- Movie Poster
- Directed by: Robert Greenwald
- Written by: Ernest Thompson
- Produced by: Jeffrey Lurie
- Starring: Don Johnson; Susan Sarandon; Jeff Daniels; Elizabeth Perkins; Kate Reid; Justin Henry;
- Cinematography: Tak Fujimoto
- Edited by: Robert Florio; Janet Bartels-Vandagriff;
- Music by: Richard Gibbs
- Production company: ML Delphi Premier Productions
- Distributed by: Tri-Star Pictures
- Release date: September 23, 1988;
- Running time: 101 minutes
- Country: United States
- Language: English
- Budget: $9 million
- Box office: $3,790,493

= Sweet Hearts Dance =

1988 film by Robert Greenwald

Sweet Hearts Dance is a 1988 American comedy drama film directed by Robert Greenwald. The screenplay by Ernest Thompson centers on two small town couples, one married for several years and the other at the beginning of their relationship.

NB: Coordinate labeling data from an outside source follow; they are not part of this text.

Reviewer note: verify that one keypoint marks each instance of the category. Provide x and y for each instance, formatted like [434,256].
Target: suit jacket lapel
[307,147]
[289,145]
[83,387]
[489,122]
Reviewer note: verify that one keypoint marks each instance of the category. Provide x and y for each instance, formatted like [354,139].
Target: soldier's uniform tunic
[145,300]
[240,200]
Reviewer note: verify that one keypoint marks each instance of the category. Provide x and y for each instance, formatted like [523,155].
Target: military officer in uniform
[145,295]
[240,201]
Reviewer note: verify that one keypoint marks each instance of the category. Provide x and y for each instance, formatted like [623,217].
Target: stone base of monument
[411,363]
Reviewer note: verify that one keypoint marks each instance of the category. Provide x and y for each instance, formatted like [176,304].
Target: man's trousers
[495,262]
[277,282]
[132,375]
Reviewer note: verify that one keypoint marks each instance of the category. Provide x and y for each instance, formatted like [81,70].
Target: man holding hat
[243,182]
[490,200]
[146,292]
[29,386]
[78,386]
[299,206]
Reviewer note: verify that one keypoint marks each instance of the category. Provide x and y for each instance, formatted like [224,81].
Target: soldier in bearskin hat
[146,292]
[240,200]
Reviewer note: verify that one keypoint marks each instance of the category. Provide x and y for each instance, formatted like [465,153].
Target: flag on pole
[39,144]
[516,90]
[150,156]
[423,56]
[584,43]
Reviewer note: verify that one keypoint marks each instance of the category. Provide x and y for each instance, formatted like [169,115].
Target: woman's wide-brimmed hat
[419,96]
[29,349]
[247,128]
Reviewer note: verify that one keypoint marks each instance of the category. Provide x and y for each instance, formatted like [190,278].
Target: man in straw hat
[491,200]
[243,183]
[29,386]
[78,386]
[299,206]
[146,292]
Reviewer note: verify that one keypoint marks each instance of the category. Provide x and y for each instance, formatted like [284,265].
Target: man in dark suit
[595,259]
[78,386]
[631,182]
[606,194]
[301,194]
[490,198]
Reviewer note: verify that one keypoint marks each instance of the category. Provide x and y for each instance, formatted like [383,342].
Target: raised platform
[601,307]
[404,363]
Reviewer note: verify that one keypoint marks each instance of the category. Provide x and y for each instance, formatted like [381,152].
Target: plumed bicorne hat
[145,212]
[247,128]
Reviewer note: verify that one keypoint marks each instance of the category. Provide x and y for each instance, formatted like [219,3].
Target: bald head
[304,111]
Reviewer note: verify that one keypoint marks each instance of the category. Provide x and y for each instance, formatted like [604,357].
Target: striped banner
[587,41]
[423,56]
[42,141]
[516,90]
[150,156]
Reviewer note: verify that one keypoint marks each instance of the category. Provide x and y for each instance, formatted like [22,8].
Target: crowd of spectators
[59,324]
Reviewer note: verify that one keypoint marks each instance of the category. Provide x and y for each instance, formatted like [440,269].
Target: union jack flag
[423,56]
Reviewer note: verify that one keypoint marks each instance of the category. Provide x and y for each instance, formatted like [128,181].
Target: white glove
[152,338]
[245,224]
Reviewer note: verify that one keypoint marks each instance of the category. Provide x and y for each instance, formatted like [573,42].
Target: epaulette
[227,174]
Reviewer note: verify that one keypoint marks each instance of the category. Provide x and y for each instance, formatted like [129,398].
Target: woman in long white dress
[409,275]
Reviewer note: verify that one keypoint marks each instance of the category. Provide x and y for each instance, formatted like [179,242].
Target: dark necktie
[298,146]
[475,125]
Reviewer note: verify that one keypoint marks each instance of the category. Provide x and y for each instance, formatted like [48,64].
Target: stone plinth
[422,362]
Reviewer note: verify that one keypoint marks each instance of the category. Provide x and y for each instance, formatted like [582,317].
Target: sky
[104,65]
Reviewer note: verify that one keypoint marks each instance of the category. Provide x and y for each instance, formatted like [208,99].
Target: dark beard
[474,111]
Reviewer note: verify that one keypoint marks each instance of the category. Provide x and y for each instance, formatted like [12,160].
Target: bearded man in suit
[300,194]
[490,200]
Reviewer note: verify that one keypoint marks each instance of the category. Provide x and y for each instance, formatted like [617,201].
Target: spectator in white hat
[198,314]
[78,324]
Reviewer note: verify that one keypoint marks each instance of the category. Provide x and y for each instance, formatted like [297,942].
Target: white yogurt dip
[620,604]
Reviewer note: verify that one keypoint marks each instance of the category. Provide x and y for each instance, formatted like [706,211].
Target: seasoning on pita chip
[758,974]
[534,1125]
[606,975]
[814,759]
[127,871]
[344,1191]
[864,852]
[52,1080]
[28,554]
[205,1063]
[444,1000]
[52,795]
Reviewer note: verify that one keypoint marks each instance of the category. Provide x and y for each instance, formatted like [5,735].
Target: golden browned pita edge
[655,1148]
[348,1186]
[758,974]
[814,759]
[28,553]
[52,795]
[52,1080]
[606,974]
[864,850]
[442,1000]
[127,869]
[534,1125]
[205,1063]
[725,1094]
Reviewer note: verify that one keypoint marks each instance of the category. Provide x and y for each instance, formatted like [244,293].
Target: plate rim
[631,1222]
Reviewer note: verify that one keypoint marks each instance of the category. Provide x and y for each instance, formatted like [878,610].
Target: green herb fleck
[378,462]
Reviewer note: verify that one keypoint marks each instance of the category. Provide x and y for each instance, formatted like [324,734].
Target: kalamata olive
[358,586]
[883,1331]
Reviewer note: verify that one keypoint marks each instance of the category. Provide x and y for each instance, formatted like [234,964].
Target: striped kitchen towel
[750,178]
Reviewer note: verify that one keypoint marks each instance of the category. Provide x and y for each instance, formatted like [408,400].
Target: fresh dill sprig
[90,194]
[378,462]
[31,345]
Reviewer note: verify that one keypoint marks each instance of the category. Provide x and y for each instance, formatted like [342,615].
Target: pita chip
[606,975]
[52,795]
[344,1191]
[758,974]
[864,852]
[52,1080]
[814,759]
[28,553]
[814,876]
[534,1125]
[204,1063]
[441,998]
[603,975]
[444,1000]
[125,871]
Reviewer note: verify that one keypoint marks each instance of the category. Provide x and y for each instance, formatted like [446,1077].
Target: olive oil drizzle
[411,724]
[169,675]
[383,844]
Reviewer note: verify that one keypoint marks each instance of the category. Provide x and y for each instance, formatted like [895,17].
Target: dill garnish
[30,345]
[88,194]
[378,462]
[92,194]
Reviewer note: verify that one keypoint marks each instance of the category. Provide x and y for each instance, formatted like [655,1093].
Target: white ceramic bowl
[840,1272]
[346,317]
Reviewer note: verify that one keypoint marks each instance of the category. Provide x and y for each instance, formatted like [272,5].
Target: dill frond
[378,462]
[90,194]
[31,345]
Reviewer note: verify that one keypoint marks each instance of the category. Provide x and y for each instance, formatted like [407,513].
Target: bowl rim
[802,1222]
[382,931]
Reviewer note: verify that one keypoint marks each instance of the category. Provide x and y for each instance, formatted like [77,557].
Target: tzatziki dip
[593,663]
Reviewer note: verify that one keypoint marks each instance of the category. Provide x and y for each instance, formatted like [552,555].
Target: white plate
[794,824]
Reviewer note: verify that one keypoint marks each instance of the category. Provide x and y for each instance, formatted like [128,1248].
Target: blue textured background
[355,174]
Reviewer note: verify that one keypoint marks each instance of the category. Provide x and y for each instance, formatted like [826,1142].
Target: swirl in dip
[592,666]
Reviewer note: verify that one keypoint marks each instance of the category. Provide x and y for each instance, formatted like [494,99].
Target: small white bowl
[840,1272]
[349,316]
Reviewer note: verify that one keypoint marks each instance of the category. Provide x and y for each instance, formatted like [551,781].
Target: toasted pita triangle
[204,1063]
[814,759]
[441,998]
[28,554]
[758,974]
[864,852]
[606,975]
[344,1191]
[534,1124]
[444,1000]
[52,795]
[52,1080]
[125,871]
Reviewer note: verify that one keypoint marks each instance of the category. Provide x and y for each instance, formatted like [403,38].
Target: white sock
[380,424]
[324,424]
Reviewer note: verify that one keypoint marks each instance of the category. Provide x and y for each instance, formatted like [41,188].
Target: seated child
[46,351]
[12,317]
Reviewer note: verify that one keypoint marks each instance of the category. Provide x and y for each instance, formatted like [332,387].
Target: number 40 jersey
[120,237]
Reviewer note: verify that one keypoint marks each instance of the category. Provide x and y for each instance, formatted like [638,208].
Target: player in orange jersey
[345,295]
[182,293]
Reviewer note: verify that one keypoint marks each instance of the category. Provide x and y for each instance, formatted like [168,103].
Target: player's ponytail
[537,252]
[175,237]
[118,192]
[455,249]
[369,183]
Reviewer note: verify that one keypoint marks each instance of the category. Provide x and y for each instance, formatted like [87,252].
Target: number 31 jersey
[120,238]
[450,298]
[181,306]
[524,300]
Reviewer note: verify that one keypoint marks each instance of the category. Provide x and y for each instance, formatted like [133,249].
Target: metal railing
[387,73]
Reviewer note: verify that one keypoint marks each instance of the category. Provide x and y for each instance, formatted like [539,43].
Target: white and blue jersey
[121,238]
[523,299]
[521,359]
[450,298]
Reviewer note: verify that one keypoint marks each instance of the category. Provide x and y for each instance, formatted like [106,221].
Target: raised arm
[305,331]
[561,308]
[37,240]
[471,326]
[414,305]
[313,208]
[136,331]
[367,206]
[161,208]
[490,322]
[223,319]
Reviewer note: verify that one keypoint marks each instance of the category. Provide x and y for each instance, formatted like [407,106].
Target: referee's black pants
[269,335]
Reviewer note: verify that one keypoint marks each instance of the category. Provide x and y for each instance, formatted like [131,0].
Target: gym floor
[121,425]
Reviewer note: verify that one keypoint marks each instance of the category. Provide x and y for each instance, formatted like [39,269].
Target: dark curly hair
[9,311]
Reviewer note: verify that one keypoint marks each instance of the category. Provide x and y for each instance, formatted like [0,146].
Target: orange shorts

The film was shot on location in Hyde Park, Vermont at Paul and Martha Mullins' house. The school gym built as a film set remained in use as Hyde Park Elementary School's gym until 2017.

==Plot==
It's Halloween, and New England contractor Wiley Boon, married to his high school sweetheart Sandra and the father of three children, feels smothered after fifteen years of the same routine and is facing a midlife crisis. His best friend, local high school principal Sam Manners, is on the verge of starting a relationship with Adie Nims, a recent transplant from Florida and the new teacher at the grade school. During Thanksgiving dinner, Wiley and Sandra have a minor disagreement that prompts him to leave his family and move into a mobile home to sort through his feelings of emotional unrest. Using subsequent holidays as a background, the film focuses on both their efforts to recapture the magic of their early years together.

==Cast==
- Don Johnson as Wiley Boon
- Susan Sarandon as Sandra Boon
- Jeff Daniels as Sam Manners
- Elizabeth Perkins as Adie Nims
- Kate Reid as Pearne Manners
- Justin Henry as Kyle Boon
- Holly Marie Combs as Debs Boon
- Bernie Sanders as Bernie, a man giving out Halloween candy

==Reception==
===Critical response===
Janet Maslin of The New York Times thought "the rapport between the film's four principals is so well established that its romantic quadrille about the various ups and downs of two humorously contrasting couples really does come to life." She added, "Sweet Hearts Dance . . . approaches love as a series of fits and starts. It approaches narrative in much the same way, which would be more of a problem if the film were not so enjoyably loose-jointed anyhow . . . [It] tends to drift, but it has good humor and an easygoing appeal, not to mention a thoroughly attractive cast."

Roger Ebert of the Chicago Sun-Times rated the film two out of four stars. He felt the screenplay "seems to meander in whatever direction the filmmakers thought they could find an inspiration" but added, "And yet the film is not without merit. All of the performances are interesting, and although I was not surprised that three of the four leads were good, I was surprised at how effective Don Johnson was in his role. It's the best thing he's done, and shows he can do good things." He concluded, "There were times when I thought I'd seen this movie before – maybe in The Four Seasons by Alan Alda or, for that matter, in any film by Alda. Made by sensitive, sophisticated middle-age men about sensitive middle-age men who are a little less sophisticated, the movie drips with nostalgia, but sometimes what everybody seems to want isn't love, but a gift certificate at L.L. Bean. The lifestyle itself threatens to upstage the drama, and as the wholesome New Englanders go about their wholesome New England pastimes, even suffering begins to look picturesque."

Rita Kempley of The Washington Post described the film as "thirtysomething in needlepoint" and commented, "With its comfortable characters and small-town setting, it's as homey as hash – almost as if the director just threw it together like a housewife with unexpected company. It's not a grand movie, but an enjoyable midlife comedy that features Don Johnson in a breakthrough performance."

===Box office===
The film was not a box office success, only making $3 million on a budget of $9 million.